Introduction: The AI Race (02:43)
From big rigs to law firms, automation is coming to the workplace. Frank Black and other Australian “truckies” face a growing threat to their livelihood: driverless vehicles. An explosion in artificial intelligence means robot cars will soon be commonplace on our roads.
AI Boom Explained (02:30)
Artificial intelligence is already here: it allows Siri to answer questions and Internet browsers to recommend personalized picks from Amazon. Professor Toby Walsh explains Moore’s Law and other factors that drive the AI boom. Robotics professor Mary-Anne Williams explains driverless car technology.
Robot vs. Human Drivers (04:38)
The use of self-driving cars may lead to productivity gains and greater fuel efficiency. They do not need to rest, eat or get paid, and their use may reduce accidents. However, robot cars still cannot change a tire or do other things that humans can.
Machine Learning (03:57)
Some software allows machines to learn as they go. AI learning improves exponentially, and it takes place on a global scale. Walsh thinks we are about 50 years away from the singularity, the point at which machines will autonomously improve themselves.
Robot Car Pros and Cons (05:14)
AI experts believe driverless cars will improve so much that humans will eventually be banned from driving. However, many obstacles remain, not the least of which is public acceptance. A panel of driving experts debates the viability of autonomous vehicles.

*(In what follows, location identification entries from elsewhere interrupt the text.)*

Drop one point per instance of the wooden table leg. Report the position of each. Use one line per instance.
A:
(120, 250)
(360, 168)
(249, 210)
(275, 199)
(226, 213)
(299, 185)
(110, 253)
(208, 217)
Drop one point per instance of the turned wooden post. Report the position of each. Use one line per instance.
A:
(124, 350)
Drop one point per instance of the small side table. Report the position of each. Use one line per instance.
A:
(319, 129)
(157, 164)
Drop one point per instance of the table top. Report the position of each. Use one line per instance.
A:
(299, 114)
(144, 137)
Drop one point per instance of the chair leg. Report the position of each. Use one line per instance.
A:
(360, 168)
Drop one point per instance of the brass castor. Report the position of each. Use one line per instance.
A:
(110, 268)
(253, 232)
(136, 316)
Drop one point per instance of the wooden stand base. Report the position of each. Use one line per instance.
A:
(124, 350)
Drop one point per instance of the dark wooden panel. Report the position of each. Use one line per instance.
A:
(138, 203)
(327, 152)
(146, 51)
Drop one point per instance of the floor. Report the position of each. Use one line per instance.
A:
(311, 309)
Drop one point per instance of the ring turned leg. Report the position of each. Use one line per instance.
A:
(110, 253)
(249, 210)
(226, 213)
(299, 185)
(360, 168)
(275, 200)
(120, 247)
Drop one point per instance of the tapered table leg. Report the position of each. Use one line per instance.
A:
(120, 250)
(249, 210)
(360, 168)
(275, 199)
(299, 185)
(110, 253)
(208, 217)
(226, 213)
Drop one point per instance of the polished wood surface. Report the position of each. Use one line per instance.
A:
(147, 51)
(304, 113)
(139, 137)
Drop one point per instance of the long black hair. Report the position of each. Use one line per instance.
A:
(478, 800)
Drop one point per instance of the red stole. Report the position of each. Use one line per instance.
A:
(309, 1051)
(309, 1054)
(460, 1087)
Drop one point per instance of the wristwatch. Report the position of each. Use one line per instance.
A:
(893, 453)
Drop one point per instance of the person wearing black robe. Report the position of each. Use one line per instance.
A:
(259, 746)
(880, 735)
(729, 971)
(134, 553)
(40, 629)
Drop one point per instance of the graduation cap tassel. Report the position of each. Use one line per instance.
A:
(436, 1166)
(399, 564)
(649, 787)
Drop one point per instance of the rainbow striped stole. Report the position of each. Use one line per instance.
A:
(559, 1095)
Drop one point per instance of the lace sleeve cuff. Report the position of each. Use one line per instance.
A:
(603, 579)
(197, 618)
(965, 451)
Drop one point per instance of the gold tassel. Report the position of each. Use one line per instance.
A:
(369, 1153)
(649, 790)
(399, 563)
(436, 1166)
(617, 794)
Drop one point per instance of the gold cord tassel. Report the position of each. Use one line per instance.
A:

AI and Thinking Tasks (05:08)
Law student Christine Maibom competes with an AI application that does paralegal research; it can scan millions of cases in seconds, meaning she doesn’t stand a chance. Automation could potentially take over tasks performed by financial planners, teachers and other professionals.
Embracing Automation (05:24)
Economist Andrew Charlton predicts automation will affect workers across all sectors. He says Australia stands to gain $2.1 trillion over the next 15 years by embracing technology. A group of young lawyers and legal students weighs the pros and cons of artificial intelligence.
Impact on Young People (01:30)
It’s difficult to know which professions will be hit hardest first, but jobs that help young people make ends meet are clearly among the most at risk. Robots can now take orders, flip burgers, make coffee, and deliver food.
AI and Medicine (06:59)
Artificial intelligence is also moving into healthcare. Medical student Aniruddh Joshi learns about IBM research in cancer treatment using its AI supercomputer Watson. The computer takes seconds to read through patient records, doctors’ notes, and relevant articles to come up with ranked treatment recommendations.
Staggering Rate of Change (06:42)
The AI revolution is occurring exponentially faster than the Industrial Revolution. Will there be as many jobs as before? Could the rate of change create a shock to the system that makes it difficult to rebound? A group gathers to contemplate the future.
Data is King (03:46)
Data61 CEO Adrian Turner discusses the shift in big business from reliance on physical assets to data assets, calling data “the new oil.” Walsh emphasizes the need to break up Facebook, Google, and other data titans. The group ponders how AI could impact basic human interactions.
Can We Trust AI? (05:55)
James Kavanagh of Microsoft Australia explains that algorithms can be taught to interpret and perceive emotion. He recalls his company’s snake-bitten chatbot, Tay, which was taken offline after 18 hours in 2016 after it seemed to turn into a racist troll.